Brak!
"Siapa yang sudah main-main denganku?"
Sanders mengumpat kasar ketika mengetahui bahwa transaksi yang terjadi di hotel Victoria telah terendus oleh pihak berwajib. Pria itu kembali ke kantor dengan amarah yang memuncak dan menggebrak meja demi meluapkan segala yang ada dalam hatinya. Pria itu tidak tahu siapa yang telah berkhianat di antara semua orang yang ada di dekatnya. Sampai-sampai, transaksi yang bernilai puluhan juta itu melayang sia-sia karena digerebek oleh polisi. Padahal Ia telah mengamankan situasi dengan memperketat keamanan. Nyatanya, para anggota polisi itu berhasil mengantongi bukti dan pelaku.

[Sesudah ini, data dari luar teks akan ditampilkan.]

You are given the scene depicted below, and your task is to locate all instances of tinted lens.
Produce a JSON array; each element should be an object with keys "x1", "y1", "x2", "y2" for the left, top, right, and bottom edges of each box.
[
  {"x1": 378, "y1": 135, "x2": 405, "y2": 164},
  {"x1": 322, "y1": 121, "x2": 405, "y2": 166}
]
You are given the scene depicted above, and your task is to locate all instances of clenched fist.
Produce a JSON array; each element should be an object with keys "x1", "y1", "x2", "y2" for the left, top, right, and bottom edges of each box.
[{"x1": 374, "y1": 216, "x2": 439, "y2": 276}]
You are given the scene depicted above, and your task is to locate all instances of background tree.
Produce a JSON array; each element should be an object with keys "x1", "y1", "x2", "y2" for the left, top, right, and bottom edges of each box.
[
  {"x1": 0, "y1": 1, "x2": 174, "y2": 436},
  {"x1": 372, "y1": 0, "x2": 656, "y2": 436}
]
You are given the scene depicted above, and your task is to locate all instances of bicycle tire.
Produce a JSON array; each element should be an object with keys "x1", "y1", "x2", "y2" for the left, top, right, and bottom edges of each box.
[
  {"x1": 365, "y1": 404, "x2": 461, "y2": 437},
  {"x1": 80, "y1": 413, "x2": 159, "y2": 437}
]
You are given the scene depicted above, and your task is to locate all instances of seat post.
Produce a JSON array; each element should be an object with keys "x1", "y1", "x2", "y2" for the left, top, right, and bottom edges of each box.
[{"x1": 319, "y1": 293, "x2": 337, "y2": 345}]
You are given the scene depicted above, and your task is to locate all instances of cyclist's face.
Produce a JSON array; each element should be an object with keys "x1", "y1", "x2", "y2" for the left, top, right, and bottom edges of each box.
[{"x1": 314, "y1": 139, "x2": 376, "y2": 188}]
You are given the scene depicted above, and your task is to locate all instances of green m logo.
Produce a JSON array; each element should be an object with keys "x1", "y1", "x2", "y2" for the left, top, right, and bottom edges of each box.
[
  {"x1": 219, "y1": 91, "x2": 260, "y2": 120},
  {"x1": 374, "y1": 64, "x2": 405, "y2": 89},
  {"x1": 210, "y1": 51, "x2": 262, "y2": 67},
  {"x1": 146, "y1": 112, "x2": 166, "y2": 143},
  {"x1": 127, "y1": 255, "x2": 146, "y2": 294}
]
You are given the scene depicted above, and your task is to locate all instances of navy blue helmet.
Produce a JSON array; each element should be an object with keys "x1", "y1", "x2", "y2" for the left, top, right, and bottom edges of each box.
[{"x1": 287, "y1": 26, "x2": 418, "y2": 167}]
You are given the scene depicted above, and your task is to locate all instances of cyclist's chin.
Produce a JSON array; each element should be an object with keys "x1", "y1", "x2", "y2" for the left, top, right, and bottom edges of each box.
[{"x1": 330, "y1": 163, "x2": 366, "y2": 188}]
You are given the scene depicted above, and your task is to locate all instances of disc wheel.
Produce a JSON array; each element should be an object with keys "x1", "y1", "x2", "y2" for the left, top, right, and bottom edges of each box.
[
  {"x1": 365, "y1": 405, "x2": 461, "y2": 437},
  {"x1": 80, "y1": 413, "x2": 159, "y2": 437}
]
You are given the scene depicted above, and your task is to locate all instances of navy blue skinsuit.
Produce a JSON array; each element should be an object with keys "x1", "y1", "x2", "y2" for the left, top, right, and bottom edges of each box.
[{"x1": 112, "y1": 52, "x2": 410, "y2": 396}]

"Mereka semua adalah para Intel, Tuan. Saya yakin, ada seseorang yang telah membocorkan mengenai transaksi kita," kata Yuda.
Salah seorang bawahan Sanders itu berasumsi. Tentu saja, selama ini tidak ada yang berani membuka mulut ketika Sanders berurusan dengan barang haram itu. Namun, dalam sebulan ini sudah ada dua transaksi yang gagal karena kebocoran informasi. Entah siapa yang melakukannya?
"Aku enggak mau tau. Cari siapa pelakunya dan habisi. Satu lagi. Jangan sampai para kurir itu membuka mulutnya. Beri mereka jaminan dan apa pun agar tetap bungkam," titah Sanders.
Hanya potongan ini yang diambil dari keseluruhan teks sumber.